A Data wrangling and Cleaning Project That Involves Gathering Data from Different sources Including querying Twitter's API using tweepy
- NumPy
- pandas
- Matplotlib
- Seaborn
- import tweepy
- json
- timeit
For this project, three datasets were used. Two of them were provided directly, while the third one required querying Twitter's API and writing the data to a .txt file. The datasets used are as follows:
- WeRateDogs Twitter Archive Data: This dataset contains information such as tweet ID, timestamp, rating numerator, rating denominator, name, etc.
- Tab Separated Values (TSV) file: This file contains images that need to be filtered to extract pictures of dogs.
- Querying Twitter's API: Data obtained from querying Twitter's API and writing it to a .txt file.

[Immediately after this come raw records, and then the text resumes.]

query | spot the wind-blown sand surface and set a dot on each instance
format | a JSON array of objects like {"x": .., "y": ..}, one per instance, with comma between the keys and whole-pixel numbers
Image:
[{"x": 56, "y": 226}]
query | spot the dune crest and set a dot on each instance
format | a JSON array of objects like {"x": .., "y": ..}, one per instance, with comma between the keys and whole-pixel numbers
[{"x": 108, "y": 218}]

- The top dog breeds posted on WeRateDogs are:
- Labrador Retriever
- French Bulldog
- Chihuahua
- Pembroke
- Eskimo Dog
- The most commonly used device by handlers for tweeting is an iPhone.

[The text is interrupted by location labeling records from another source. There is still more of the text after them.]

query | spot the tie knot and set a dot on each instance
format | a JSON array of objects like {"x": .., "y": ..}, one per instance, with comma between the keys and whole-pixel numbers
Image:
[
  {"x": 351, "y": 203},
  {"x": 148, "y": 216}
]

- December has the highest tweet rates, followed by November.
- There is no significant effect of the day on the tweet rate.
This project consists of two reports:
- Wrangle Report: This report provides detailed information about the data wrangling efforts undertaken during the project. It is framed as an internal document.
- Wrangle Act: This report communicates all the insights and visualizations derived from the wrangled data. It is framed as an external document, similar to a blog post or a magazine article.
By presenting the findings in these two reports, the audience will gain a comprehensive understanding of the data wrangling process and the insights obtained from the analysis.